For me, who read about this on the front page of the Kompas newspaper, this was an important and moving question. Even though they had already received asylum and had passports from European nations, they still wanted to feel that they were a part of Indonesia. This is why in the novel I stressed the strong desire of the Dimas character to define himself as an Indonesian who wanted to return to Indonesia to live and die, but who was unable to reach his homeland. Each year Dimas applies for a visa in order to be able to enter Indonesia, but he fails time and time again.

I chose to make it a family drama. Besides the political prisoners and exiles, those who suffered most were their families. I decided to make Pulang a story about Dimas and his family, with all of the little details in the daily lives of the families of political exiles including Dimas’ political prisoner friends and their families living in Jakarta. I was not interested in portraying the major events, such as political disputes among elite military circles.

I also intentionally did not pay a much attention to the authorities. The reason for doing so is simple enough, even though it would easily become a point of criticism. I felt that for 32 years the rulers had given their version of history so long that it had become the entrenched version. The New Order government had sufficiently spoken and dominated their view of Indonesian history. Now it was my turn to try and listen and understand those who had lived life as shadows. They existed, but they were non-entities. They had physical form, but they were not treated as complete human beings. For me, as the storyteller, I wanted to listen and (possibly) retell their stories, albeit as a work of fiction.

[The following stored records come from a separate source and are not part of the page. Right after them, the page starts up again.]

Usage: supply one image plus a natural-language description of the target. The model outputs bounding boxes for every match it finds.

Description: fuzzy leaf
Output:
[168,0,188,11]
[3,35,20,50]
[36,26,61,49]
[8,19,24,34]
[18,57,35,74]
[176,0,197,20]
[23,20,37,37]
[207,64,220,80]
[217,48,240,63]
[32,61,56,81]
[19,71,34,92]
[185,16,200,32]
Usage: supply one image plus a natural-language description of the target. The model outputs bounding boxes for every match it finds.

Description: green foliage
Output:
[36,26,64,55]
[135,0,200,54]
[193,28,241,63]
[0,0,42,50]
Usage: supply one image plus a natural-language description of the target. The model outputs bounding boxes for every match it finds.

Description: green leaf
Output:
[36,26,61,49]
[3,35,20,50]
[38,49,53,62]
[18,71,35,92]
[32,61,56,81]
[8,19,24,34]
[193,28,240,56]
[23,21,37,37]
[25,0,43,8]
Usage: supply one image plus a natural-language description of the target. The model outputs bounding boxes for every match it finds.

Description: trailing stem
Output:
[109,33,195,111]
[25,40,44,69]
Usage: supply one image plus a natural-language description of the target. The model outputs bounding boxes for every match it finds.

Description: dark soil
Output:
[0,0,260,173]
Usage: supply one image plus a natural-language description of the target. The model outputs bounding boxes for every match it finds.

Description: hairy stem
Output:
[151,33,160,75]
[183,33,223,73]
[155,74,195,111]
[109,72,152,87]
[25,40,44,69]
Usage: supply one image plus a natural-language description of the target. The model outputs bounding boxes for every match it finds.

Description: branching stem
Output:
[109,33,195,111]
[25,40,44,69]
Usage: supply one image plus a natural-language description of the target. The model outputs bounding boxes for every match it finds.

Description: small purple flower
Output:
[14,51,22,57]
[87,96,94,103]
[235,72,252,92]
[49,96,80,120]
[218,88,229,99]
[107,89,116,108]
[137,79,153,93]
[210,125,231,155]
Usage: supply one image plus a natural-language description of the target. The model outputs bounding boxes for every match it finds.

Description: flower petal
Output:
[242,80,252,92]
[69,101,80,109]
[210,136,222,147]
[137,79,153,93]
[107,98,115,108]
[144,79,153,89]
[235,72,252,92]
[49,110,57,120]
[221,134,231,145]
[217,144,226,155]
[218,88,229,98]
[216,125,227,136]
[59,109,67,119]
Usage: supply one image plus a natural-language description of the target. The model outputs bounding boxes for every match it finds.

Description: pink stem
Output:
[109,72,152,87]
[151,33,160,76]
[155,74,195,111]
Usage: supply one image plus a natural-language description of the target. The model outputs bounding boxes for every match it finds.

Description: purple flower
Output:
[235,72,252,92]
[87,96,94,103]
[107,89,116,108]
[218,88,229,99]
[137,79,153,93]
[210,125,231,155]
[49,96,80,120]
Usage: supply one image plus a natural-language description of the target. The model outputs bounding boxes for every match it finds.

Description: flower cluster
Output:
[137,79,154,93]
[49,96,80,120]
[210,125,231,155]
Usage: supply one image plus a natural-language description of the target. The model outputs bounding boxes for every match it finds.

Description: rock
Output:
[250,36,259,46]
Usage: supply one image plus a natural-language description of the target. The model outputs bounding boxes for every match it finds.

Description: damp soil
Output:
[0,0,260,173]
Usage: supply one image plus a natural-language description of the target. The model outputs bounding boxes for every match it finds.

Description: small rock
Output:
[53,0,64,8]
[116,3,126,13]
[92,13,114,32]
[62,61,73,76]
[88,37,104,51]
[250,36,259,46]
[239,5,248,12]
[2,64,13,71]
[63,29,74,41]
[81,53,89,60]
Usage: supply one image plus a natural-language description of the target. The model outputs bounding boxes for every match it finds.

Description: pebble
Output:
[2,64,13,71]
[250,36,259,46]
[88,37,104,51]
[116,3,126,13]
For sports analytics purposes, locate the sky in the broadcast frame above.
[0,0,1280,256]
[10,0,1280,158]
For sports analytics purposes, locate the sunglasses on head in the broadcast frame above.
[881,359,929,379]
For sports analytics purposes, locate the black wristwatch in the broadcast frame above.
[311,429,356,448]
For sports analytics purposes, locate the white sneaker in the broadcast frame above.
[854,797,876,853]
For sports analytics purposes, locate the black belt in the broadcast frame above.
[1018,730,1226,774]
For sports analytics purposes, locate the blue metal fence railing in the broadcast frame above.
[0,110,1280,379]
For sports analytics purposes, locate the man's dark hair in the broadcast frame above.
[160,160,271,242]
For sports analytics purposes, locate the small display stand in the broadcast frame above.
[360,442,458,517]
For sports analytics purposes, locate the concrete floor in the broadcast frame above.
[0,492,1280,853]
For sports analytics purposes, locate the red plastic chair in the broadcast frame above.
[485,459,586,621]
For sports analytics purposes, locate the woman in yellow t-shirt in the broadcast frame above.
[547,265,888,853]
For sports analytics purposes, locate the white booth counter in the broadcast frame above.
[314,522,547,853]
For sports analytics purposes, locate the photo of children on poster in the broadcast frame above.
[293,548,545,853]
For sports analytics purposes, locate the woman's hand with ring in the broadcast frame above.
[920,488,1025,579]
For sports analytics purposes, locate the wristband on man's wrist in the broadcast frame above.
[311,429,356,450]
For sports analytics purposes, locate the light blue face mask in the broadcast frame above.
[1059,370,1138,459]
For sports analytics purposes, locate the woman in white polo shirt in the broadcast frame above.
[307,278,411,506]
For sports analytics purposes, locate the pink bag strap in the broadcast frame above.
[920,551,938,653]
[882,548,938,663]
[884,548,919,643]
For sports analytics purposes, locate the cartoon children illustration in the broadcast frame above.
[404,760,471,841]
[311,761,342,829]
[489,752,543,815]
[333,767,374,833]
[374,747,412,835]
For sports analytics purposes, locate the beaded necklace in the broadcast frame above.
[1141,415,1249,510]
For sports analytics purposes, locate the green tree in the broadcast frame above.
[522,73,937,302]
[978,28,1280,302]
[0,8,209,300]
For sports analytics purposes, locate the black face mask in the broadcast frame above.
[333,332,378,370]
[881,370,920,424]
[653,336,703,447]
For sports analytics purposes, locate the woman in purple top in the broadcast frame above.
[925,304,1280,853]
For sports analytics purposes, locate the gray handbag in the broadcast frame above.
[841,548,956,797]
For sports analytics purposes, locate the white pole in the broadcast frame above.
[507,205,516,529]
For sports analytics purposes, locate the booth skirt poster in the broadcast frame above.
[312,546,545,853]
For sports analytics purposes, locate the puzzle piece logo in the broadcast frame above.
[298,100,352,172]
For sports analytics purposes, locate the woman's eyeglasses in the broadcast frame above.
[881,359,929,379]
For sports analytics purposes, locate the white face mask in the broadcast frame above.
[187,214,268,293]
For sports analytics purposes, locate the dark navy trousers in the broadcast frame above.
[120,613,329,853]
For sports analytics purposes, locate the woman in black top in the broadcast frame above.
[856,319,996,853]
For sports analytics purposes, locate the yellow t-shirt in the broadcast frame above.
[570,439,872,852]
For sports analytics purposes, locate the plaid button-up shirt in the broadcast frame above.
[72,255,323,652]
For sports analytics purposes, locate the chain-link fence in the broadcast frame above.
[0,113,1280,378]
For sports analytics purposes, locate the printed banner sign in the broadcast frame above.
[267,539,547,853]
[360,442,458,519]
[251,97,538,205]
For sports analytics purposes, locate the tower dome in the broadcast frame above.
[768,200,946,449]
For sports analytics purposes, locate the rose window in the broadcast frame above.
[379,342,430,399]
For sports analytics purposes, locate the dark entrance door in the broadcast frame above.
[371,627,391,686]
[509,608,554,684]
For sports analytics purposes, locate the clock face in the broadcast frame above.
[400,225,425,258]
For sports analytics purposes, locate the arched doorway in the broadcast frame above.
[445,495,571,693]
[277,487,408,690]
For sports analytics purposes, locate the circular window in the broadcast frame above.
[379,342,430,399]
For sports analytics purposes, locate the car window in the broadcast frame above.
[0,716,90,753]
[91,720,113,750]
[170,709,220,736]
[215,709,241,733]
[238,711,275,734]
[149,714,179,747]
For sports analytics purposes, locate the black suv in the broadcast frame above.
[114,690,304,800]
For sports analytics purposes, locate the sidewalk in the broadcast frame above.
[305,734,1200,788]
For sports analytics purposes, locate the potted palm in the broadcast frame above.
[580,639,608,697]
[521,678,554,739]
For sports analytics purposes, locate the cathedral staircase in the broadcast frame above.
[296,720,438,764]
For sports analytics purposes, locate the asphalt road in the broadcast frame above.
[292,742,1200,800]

That is why I am interested in exploring what frolicked in the soul and minds of figures like Dimas Suryo in Santiago, in Havana, in Beijing, as well as in Paris. I am interested in the friendships and betrayals that exist in every relationship: romance and partings; joy and sadness, everything that exists in every family, though this particular life is far from that of a normal Indonesian family.

Beginning in 2005, each year Tempo magazine produced a special edition marking 30 September. In this first edition, prompted by Goenawan Mohamad’s suggestions, we included long features on ex-political prisoners and their families. The team of journalists, including myself, learnt of the difficulties endured by the families of political prisoners during Suharto’s regime. Again, what I portrayed in the novel was nothing compared to what the family experienced in real life.

From the outset I had decided that Pulang was not going to be a passionate novel about ideology. I did not want to put on any pretenses of wanting to join the political discussion. For me, that is not a novelist’s job. A novelist is a storyteller, not a historian or a politician who unleashes propaganda. The story is about the characters, the figures. I am just the medium.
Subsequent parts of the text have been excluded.